Curated by John Chaich, the exhibition Queer Threads: Crafting Identity and Community debuted at the Leslie-Lohman Museum of Gay and Lesbian Art in New York City in 2014 and traveled to the Maryland Institute College of Art (MICA) in 2015 and the Mills Gallery at the Boston Center for the Arts in 2016. Related programming and pop-up exhibitions have been presented at Arcana: Books on the Arts (LA), the Craft and Folk Art Museum (LA), MOCA Cleveland, the San Francisco Art Book Fair, and Virginia Commonwealth University.

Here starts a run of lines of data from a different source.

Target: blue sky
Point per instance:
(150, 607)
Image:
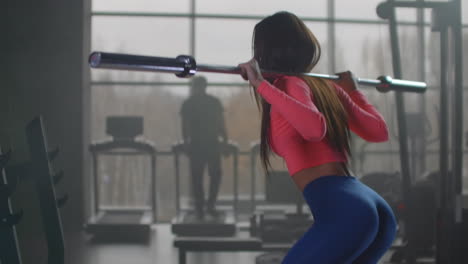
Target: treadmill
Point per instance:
(185, 223)
(122, 223)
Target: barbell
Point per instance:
(186, 66)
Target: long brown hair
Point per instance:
(282, 42)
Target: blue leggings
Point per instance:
(352, 224)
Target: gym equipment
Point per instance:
(9, 249)
(447, 21)
(43, 177)
(186, 66)
(123, 223)
(276, 225)
(185, 223)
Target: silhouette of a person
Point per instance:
(202, 127)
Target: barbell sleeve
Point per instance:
(186, 66)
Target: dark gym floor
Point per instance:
(159, 250)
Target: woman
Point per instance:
(307, 121)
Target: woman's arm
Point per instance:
(363, 117)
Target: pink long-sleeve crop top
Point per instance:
(298, 129)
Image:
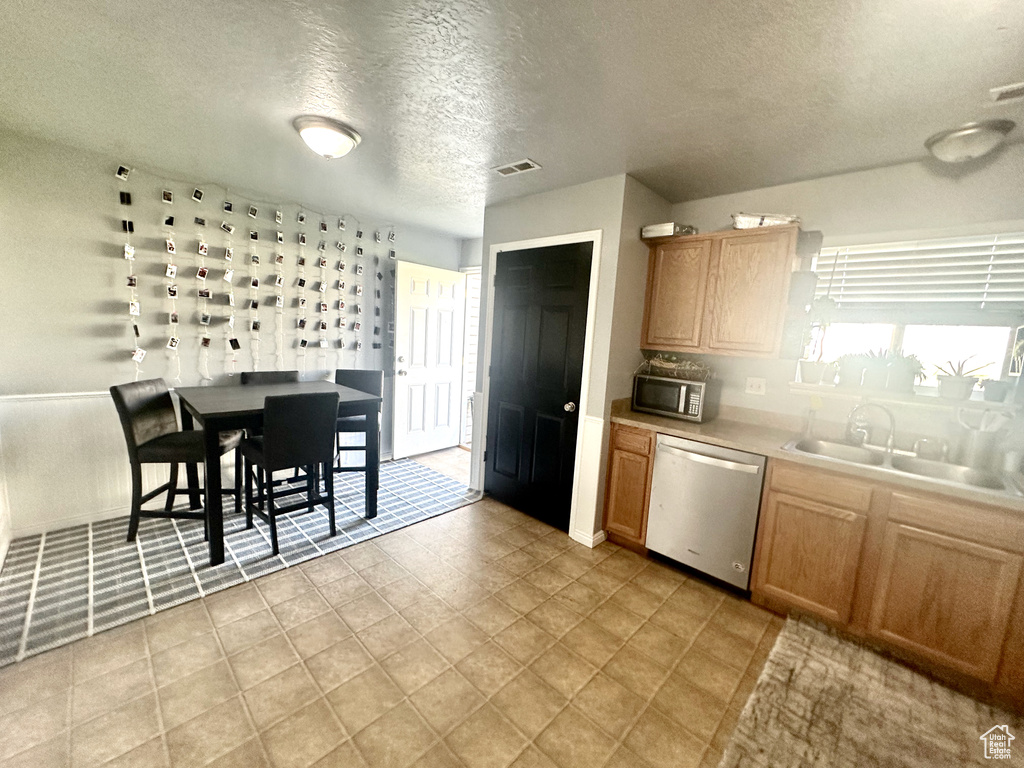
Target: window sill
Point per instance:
(927, 397)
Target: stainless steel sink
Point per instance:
(905, 464)
(840, 451)
(950, 472)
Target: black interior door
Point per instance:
(540, 326)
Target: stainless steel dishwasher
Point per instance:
(704, 507)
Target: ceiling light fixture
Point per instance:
(327, 137)
(970, 141)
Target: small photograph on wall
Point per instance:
(1017, 359)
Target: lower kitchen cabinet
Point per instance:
(932, 578)
(628, 493)
(809, 555)
(944, 599)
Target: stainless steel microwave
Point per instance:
(677, 398)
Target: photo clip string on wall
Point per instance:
(279, 296)
(131, 280)
(254, 326)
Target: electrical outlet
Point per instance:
(756, 385)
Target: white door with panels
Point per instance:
(428, 347)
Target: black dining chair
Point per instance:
(371, 382)
(268, 377)
(298, 431)
(152, 432)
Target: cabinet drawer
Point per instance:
(632, 439)
(823, 487)
(992, 527)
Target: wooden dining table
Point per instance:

In 2017, AMMO Books published a companion coffee-table book, designed by Todd Oldham and edited by John Chaich. This 192-page, hardcover, 8 x 10-inch artbook features full-color spreads of 30 an international, intergenerational mix of artists, along with intimate details of selections and artist studios, as well as an introductory essay by Chaich. To further examine how queerness informs their work in fiber and textiles, or vice versa, the artists are interviewed by makers and thinkers from the worlds of dance, design, fashion, media, music, museums, scholarship, and more—many members of the LGBTQ community themselves, and otherwise passionate allies.

HomoCats

Siren Arts is proud to present Brooklyn-based artist J. Morrison’s HOMOCATS: STEP YOUR PUSSY UP! 

J. Morrison first created the HOMOCATS during a 2010 residency at the Anderson Ranch in Colorado. Morrison’s new site-specific installation features wallpaper, screenprints, and related multiples that explore both the abundance of cat culture on the Internet and the intersection of art & activism. 

Playing off the viral phenomenon of the feline, the HOMOCATS continue their quest to fight phobias, propose equal rights, combat cultural stereotypes, and challenge social norms and stigmas. Paying homage to historic queer symbols such as the rainbow flag and pink triangle, Morrison’s work also pays a nod to pop art and pop culture with playfulness and humor.

Following the aftermath of the US election, and quoting RuPaul’s song “Step it Up,” the HOMOCATS propose you STEP YOUR PUSSY UP!

J. Morrison

J. Morrison is a multidisciplinary Brooklyn-based artist working in print, performance, and curatorial projects. Created in 2010, HOMOCATS is a visual art project appropriating the modern popularity of the feline. We aim to fight phobias, propose equal rights, combat cultural stereotypes, challenge social norms, and resist Trump.